Potevo trasformare la mia arte in una forma di supporto, di forza, di identità.
E questo, ancora oggi, è l’aspetto più bello del mio lavoro.
La crescita personale, tecnica e professionale
Per arrivare dove sono oggi ho studiato tanto: anatomia, teoria del colore, composizione, e tutte quelle discipline che rendono un tatuatore un professionista vero. Ho frequentato accademie e corsi specializzati per portare il mio livello sempre più in alto.
Quando mi sono sentito pronto, con le idee chiare e una direzione ben definita, ho deciso di fare il grande passo: fondare il mio studio.
La nascita dell’OLD OWL’S SKULL TATTOO
Nel 2018 ho aperto l’OLD OWL’S SKULL TATTOO a Casoria.
È stato un punto di svolta: il luogo dove ho potuto esprimere la mia identità artistica al 100%, accogliere clienti, creare legami, e costruire qualcosa che sento profondamente mio.
Lo studio è cresciuto giorno dopo giorno, e insieme a esso anch’io.
È diventato un punto di riferimento per chi cerca un tatuatore specializzato in determinati stili, ma anche un luogo familiare, accogliente, dove il cliente può sentirsi libero, capito e a proprio agio.
Ho sempre voluto creare un ambiente dove chi entra possa sentirsi a casa.
L’apertura verso il mondo: viaggi, guest e collaborazioni
Con il tempo ho avuto modo di lavorare anche in contesti internazionali.
È sempre stato un sogno per me: viaggiare e tatuare allo stesso tempo.
In Svizzera ci sono arrivato con la mia valigetta, il mio portfolio e tanta determinazione. Ho ricevuto rifiuti, certo, ma ogni porta chiusa mi ha spinto a cercarne un’altra aperta. Grazie a varie persone incontrate lungo il viaggio, che poi sono diventate amici, sono riuscito a entrare negli studi giusti, farmi conoscere e ritagliarmi il mio spazio.

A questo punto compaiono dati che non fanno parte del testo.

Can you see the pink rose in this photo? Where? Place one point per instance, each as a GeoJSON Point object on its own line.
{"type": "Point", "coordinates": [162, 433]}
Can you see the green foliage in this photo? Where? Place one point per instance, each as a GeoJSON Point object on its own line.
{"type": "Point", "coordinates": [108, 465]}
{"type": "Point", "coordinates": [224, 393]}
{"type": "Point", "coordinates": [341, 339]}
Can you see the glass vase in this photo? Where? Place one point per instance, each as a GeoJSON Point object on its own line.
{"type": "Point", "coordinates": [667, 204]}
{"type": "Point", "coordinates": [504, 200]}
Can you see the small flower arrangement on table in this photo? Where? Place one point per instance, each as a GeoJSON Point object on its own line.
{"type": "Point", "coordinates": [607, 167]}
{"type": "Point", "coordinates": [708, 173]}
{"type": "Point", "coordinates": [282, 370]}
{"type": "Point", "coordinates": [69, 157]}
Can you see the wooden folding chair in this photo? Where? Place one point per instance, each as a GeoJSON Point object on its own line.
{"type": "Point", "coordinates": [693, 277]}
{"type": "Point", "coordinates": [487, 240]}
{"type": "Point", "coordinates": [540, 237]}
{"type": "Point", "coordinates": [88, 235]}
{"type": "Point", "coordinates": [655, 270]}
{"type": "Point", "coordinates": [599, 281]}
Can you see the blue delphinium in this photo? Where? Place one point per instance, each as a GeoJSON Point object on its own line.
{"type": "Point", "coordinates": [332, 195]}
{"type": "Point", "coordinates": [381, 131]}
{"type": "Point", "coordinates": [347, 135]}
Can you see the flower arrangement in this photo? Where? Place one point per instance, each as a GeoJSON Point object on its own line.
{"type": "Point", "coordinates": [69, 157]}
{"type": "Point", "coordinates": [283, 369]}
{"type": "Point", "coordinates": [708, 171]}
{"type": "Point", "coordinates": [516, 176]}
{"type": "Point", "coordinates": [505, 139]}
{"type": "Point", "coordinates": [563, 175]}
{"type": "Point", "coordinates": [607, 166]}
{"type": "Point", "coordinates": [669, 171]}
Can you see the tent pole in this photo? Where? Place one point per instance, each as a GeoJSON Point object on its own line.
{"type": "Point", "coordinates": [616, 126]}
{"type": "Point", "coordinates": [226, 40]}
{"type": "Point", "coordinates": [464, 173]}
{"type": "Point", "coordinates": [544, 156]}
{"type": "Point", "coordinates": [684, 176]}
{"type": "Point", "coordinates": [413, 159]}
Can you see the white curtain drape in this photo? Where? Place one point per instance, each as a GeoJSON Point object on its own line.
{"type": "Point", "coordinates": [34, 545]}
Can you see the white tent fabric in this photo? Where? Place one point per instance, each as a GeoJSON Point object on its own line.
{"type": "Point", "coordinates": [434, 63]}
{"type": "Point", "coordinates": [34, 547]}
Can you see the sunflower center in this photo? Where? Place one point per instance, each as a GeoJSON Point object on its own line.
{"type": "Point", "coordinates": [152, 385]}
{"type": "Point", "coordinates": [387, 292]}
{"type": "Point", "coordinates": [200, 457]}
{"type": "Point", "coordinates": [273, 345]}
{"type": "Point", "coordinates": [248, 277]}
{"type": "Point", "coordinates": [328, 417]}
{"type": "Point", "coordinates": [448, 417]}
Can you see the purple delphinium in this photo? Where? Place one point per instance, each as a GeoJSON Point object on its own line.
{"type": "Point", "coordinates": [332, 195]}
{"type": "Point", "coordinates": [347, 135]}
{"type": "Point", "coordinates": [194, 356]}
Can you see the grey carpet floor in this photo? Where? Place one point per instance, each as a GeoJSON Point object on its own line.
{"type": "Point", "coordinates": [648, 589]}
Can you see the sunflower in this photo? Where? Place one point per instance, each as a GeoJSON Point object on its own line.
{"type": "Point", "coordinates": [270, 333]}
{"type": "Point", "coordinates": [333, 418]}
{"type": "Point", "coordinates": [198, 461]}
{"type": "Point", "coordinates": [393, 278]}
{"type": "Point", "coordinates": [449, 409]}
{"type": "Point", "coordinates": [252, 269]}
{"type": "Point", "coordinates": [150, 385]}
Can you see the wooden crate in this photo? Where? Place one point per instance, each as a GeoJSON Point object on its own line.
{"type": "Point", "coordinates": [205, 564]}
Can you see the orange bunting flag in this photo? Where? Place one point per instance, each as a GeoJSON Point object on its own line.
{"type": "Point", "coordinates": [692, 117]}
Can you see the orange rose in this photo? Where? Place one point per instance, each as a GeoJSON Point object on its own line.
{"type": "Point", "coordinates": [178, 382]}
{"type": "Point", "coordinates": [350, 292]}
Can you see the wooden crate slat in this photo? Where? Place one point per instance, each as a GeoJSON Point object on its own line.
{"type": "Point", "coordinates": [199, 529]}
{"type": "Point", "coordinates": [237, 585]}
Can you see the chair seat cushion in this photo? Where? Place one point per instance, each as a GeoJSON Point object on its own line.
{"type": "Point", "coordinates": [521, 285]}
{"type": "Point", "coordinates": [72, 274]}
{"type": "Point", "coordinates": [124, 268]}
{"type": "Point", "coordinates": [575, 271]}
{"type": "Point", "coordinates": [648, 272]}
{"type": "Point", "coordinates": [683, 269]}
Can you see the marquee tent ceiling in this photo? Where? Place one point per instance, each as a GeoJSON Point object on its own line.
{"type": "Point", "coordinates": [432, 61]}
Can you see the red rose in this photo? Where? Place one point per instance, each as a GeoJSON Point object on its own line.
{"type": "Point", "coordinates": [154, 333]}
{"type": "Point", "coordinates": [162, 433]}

In Olanda, invece, ci sono arrivato grazie a una persona speciale: una ragazza olandese conosciuta a Napoli, oggi la mia compagna.
Ad Amsterdam ho trovato una città viva, ricca di culture diverse, piena di stimoli artistici. Anche lì ho costruito rapporti professionali e umani, che oggi mi permettono di lavorare regolarmente tra Italia e Olanda.
Il presente: uno studio in crescita e uno sguardo verso il futuro
Oggi l’OLD OWL’S SKULL TATTOO funziona a pieno ritmo.
Sto ampliando lo staff e sto lavorando per partecipare a Convention internazionali, nuovi progetti artistici e collaborazioni.
Mi piace pensare che questo sia solo l’inizio: l’arte non smette mai di evolversi, e nemmeno io voglio smettere di crescere, imparare, sperimentare, viaggiare, conoscere nuove persone e creare nuove esperienze.
Il futuro? Non so cosa porterà.
Ma so che il percorso che ho costruito, passo dopo passo, mi ha portato esattamente dove volevo essere.